Love Poem Earth

Poem for a Tuesday — “Love Poem Earth” by Shu Ting

I love earth

Just as I love my wordless father

Earth breathing warmth with its rivers of blood

Earth fermenting with sweat, fertile with oil

Quickening slightly under the strong plow and bare feet

Rising and falling from heat at the heart’s core

You must shoulder bronze statues, monuments, museums

But sign the last judgment on the line of the fault.

My frost-crusted, mud-coated, sun-cracked earth

My stern, generous, indignant earth

Earth granting me skin color and language

Earth granting me wisdom and strength

I love earth

Just as I love my compassionate mother

Robust earth covered with kissprints from the sun’s lips

Collector of leaf-layers, of sprouts springing up after sprouts

Time and again abandoned by man, never abandoning man

Creating each sound, each color, each curse

And still you are called dirt.

My lead-lustred, red-pooled, white-spotted earth

My rough, lonely, untended earth

Earth granting me love and hate

Earth granting me pain and joy

Father grants me an infinite dream

Mother grants me a sensitive heart

The lines of my poems

are the sounds of the gramtree grove

Day and night sending out to the earth

its incessant shower of loveseed

— in Smoking People, chapbook 19. The Beloit Poetry Journal, vol. 39, no. 2, Winter 1988/1989, page 20.

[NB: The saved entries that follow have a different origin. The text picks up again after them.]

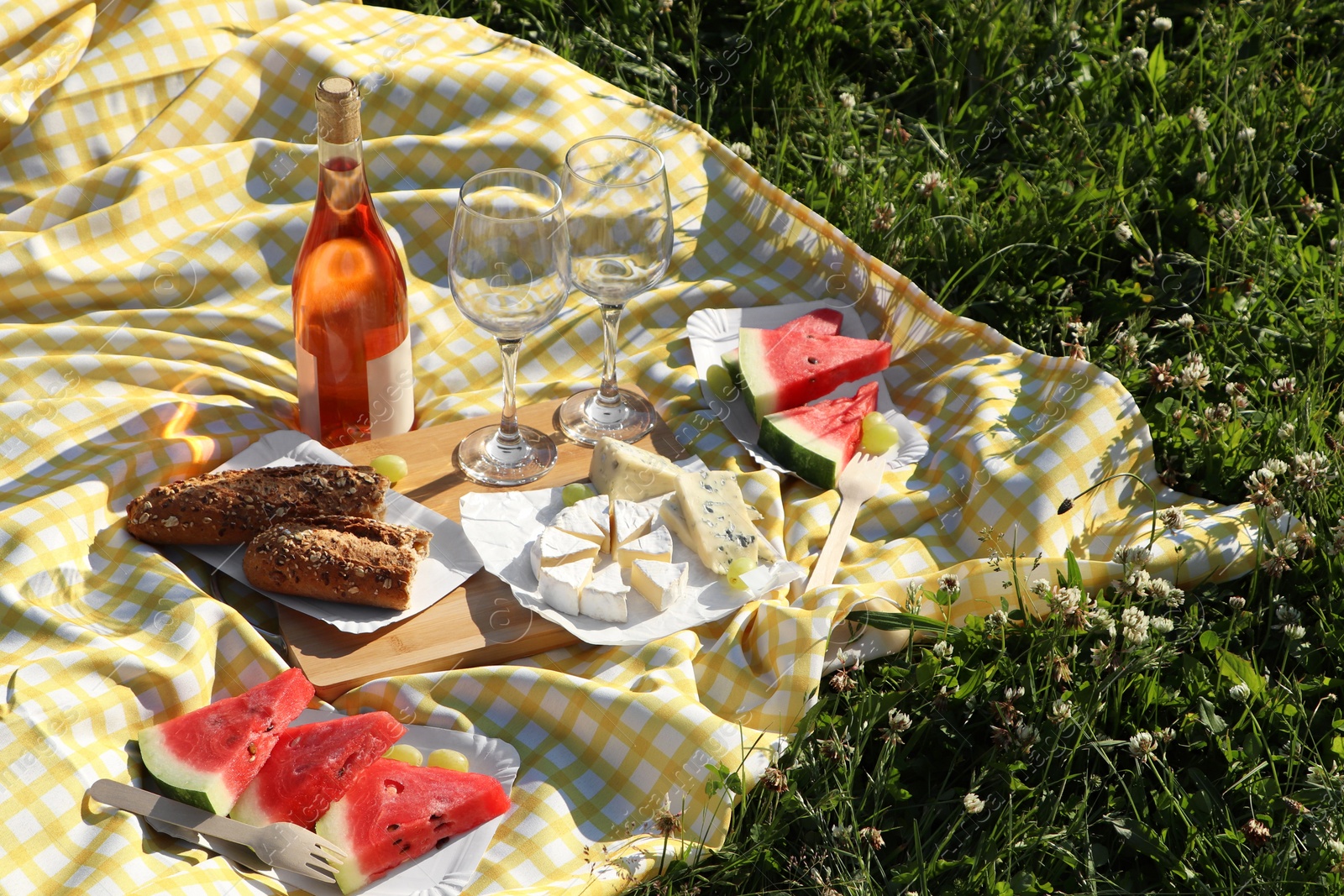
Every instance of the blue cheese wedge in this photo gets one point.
(717, 519)
(655, 546)
(604, 597)
(631, 520)
(555, 547)
(600, 511)
(562, 586)
(660, 584)
(631, 473)
(672, 517)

Shu Ting is a modern Chinese poet associated with the Misty Poets, a group of 20th-century Chinese writers whose work speaks to the restrictions on art during the Cultural Revolution. After her father was accused of ideological aberrance, he moved the family to the countryside to avoid government scrutiny. She began writing poetry at age 27 and published in the underground journal Jīntiān. During the “anti-spiritual pollution” movement of the 1980s, Shu and other writers were deemed subversive and faced strong criticism from the state.